La izquierda realmente existente, la moderada y la que no lo es tanto, vive en sus respectivas burbujas y no se aventura a salir de ellas porque tienden a creerse sus propias mentiras. Se dedican a darse estacazos sin misericordia y olvidan con demasiada facilidad que el objetivo es gobernar España y no satisfacer sus necesidades, sus objetivos particulares aunque se vistan de generales. El PSOE, carcomido por las luchas intestinas, no tenía otra meta que no dejar de ser la segunda fuerza política del país por delante de Podemos y ―de paso y en clave interna― ver si Pedro Sánchez se inmolaba o no en la derrota. Aquello tan castizo del tuerto como rey del país de los ciegos. Los de Pablo Iglesias, olvidando que no hay atajos en la historia y que los avances sociales deben ser sólidos, prefirieron unas nuevas elecciones a apoyar un gobierno de Sánchez sobre el que hubieran podido influir de manera importante, notable. Un error de bulto que les ha costado un millón de votos y que ha resucitado no sólo a Rajoy, sino que ha frustrado a todos aquellos de sus votantes que tenían como objetivo primero e irrenunciable desalojar al PP del gobierno para poder limpiar y sanear el escenario político. Eso, además de resucitar a otro de los que parecía un cadáver, el propio Pedro Sánchez.

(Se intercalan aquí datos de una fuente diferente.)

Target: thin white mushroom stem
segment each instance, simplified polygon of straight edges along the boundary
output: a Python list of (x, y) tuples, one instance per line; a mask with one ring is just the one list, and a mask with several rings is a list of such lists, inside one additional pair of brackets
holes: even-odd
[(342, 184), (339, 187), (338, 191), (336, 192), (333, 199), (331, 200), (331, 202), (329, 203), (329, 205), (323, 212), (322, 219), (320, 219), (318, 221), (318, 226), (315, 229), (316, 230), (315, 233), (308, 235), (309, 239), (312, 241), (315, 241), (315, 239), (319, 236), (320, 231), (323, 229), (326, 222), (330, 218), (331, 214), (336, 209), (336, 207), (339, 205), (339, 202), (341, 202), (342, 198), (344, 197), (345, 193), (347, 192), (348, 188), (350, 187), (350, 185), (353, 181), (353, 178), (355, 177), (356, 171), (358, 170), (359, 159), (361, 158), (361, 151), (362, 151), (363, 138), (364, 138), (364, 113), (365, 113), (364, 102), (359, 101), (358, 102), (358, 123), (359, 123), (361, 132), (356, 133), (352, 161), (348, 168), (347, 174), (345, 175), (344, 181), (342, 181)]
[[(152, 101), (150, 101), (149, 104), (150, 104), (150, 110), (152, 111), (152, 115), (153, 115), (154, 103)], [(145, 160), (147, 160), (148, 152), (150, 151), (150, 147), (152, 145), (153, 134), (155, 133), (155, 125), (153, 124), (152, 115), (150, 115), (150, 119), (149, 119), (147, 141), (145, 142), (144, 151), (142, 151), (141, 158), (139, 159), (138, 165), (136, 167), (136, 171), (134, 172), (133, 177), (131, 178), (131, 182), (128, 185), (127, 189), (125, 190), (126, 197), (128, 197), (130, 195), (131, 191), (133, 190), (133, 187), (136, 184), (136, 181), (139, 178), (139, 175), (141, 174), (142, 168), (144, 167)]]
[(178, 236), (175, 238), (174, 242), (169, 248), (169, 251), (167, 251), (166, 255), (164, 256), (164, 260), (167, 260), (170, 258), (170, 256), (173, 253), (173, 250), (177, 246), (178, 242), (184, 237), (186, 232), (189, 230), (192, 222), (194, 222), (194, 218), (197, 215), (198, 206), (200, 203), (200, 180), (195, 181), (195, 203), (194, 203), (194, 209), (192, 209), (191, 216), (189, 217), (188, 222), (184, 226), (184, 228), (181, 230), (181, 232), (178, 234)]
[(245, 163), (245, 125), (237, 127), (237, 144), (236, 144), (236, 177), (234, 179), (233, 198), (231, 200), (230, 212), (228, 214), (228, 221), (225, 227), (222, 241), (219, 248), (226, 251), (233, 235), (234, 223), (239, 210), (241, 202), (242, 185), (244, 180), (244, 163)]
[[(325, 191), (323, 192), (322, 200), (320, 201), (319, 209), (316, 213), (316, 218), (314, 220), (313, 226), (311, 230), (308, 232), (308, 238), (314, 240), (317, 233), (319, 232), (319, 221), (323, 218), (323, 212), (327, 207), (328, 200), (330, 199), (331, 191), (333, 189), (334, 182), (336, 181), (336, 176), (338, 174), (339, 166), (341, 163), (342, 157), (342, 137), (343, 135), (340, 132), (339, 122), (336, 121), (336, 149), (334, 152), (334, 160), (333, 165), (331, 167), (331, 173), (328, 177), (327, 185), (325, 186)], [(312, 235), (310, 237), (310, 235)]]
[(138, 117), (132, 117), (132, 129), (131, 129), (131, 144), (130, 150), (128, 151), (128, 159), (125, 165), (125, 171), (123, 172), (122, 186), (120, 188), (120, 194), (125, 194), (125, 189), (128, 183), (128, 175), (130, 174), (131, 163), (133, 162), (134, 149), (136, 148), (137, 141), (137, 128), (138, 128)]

La izquierda española, ―en especial sus electores― perpleja y deprimida tras el batacazo de ayer, tiene mucho que reflexionar. De entrada, sus dirigentes ―los moderados y los que no lo son tanto― harían bien en darle vueltas a aquella idea erróneamente atribuida a Don Juan Tenorio: “los muertos que vos matáis, gozan de muy buena salud”.